Three weeks ago, Sherlock had nearly gotten himself killed (again) by tumbling straight off a barge like a rag doll and into the bloody freezing Thames. John had followed without a second's thought, finding a much less lively version of his flatmate bobbing eerily in the murky current with an unmissable bump on his head. He'd dragged the impressive deadweight of a limp body back to the rocky shore, fueled by adrenaline and a level of loss and terror he's certain he'd never felt before.

He hadn't hesitated to share breath with practiced hands and his own capable lungs—and the moment Sherlock had gasped back to the land of the living, coughing putrid water into the mud below, John himself could breathe again.

They'd spent the night in hospital monitoring the concussion, much to Sherlock's exasperated annoyance. John had stayed at his bedside, and no one had questioned his presence, not once. He'd sat up all night.

He'd thought: It happened so bloody quickly. He'd thought: What would I have done if it had all gone wrong? He'd thought: We're too attached. It isn't normal. He'd thought: I don't even have my own life anymore.

The next day, he'd asked Alice to dinner, in what he'd known, even at the time, was a pathetic attempt at finding one.

"John."

Now he looks up at Sherlock, who sits across from him at their cluttered kitchen table, and he knows what this is, and he knows what he feels.

"Sherlock," John mimics his deeply annoyed baritone, and Sherlock smiles.

"Tell me," He says, again, reaching across the table to nudge a single bony knuckle against the back of John's hand. John sighs, looks down at his cup of tea as he rolls it between his palms.

"It's to do with you, yeah. I'm not sure you'll want to hear it, Sherlock," He hasn't looked up, gaze still locked on the swirling milky liquid in his cup. Time seems to drip by in tense silence, and he closes his eyes briefly against the eventual scrape of Sherlock's chair over the kitchen floor, sees the man rise to his full height in his periphery.

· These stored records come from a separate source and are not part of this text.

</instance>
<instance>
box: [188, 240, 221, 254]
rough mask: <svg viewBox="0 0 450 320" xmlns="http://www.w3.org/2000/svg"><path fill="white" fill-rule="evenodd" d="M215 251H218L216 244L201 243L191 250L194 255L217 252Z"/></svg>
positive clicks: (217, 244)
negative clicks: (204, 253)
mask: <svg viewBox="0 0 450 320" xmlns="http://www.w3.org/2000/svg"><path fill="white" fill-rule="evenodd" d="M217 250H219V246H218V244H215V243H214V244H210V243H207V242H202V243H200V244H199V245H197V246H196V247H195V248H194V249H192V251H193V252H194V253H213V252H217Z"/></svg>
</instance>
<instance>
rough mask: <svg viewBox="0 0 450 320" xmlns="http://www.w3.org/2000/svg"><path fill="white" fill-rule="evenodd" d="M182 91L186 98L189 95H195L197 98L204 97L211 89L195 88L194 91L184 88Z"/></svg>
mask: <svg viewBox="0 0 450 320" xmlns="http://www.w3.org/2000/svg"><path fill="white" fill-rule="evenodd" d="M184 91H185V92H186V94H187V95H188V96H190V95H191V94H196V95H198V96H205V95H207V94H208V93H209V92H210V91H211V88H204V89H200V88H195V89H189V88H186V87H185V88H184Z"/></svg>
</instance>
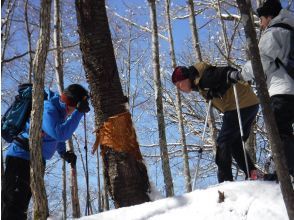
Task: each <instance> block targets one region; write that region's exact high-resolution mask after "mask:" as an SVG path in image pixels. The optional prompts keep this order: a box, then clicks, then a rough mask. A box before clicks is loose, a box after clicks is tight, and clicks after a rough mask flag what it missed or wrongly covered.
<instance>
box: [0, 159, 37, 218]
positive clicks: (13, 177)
mask: <svg viewBox="0 0 294 220" xmlns="http://www.w3.org/2000/svg"><path fill="white" fill-rule="evenodd" d="M31 196H32V193H31V188H30V162H29V161H28V160H24V159H21V158H17V157H7V158H6V169H5V172H4V179H3V180H2V192H1V197H2V198H1V206H2V207H1V219H2V220H12V219H15V220H22V219H27V210H28V206H29V203H30V199H31Z"/></svg>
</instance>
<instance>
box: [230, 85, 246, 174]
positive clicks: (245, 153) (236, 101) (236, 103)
mask: <svg viewBox="0 0 294 220" xmlns="http://www.w3.org/2000/svg"><path fill="white" fill-rule="evenodd" d="M233 89H234V95H235V101H236V107H237V114H238V121H239V127H240V134H241V141H242V146H243V151H244V158H245V164H246V170H247V177H248V179H250V175H249V168H248V161H247V155H246V149H245V141H244V134H243V126H242V120H241V114H240V106H239V99H238V93H237V88H236V84H235V83H234V84H233Z"/></svg>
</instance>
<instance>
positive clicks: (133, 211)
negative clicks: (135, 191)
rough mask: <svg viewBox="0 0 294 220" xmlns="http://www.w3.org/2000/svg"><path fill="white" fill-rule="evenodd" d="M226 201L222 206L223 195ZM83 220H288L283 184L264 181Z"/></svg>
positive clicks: (225, 183)
mask: <svg viewBox="0 0 294 220" xmlns="http://www.w3.org/2000/svg"><path fill="white" fill-rule="evenodd" d="M218 191H221V192H224V195H225V200H224V202H222V203H218V199H219V193H218ZM81 219H82V220H92V219H97V220H143V219H153V220H154V219H166V220H171V219H177V220H188V219H193V220H195V219H197V220H204V219H205V220H245V219H246V220H259V219H260V220H287V219H288V216H287V212H286V208H285V205H284V202H283V199H282V194H281V191H280V186H279V184H277V183H275V182H263V181H242V182H225V183H223V184H220V185H216V186H213V187H210V188H208V189H205V190H195V191H193V192H191V193H187V194H185V195H183V196H178V197H173V198H167V199H161V200H157V201H154V202H148V203H144V204H141V205H137V206H131V207H127V208H120V209H116V210H111V211H108V212H103V213H101V214H97V215H92V216H87V217H83V218H81Z"/></svg>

He can feel his the heat of his body as he looms behind John's chair, a few interminable seconds ticking by before there are cool fingers on his neck, sliding up to cup his jaw and tip his head back. John stares wide eyed up at Sherlock, whose pale, earnest face is hovering—upside down—above him, curls tumbling out of place as the two of them remain paralyzed by lingering uncertainty.

"Am I wrong?" Sherlock's voice is a whisper, hot breath just barely ghosting over John's parted mouth. He presses his lips together, swallows, shakes his head where it's still cradled between two narrow palms.

Sherlock grins, tongue darting out to wet his lips as he leans forward and kisses him. And it's tentative, soft, but Sherlock's grip is strong—and they're turned the wrong way but god, it doesn't feel wrong. John slides his hands over spindly fingers, pries them gently away and stands, immediately reaching out just as both elegant hands return to cup his neck. Tripping forward, they haul each other in, fingers digging into flesh and mouths speaking silent vows and long-overdue declarations.

"God, Sherlock," John breathes, pressing his nose into the dip of pale skin at the base of Sherlock's throat. He slides his palms from the twist of curls they're buried in to wrap instead around the small of his best friend's back. "I think this could work."

He feels Sherlock smile against his forehead, feels him sigh and shift and relax in John's hold. He traces the bumps of John's spine with his fingertips, making him feel cherished, and unquestionably whole.

"I've always known that, John," He says haughtily, still smiling and pressing two brief kisses to John's forehead before enveloping him in both strong arms. "I've been waiting on you."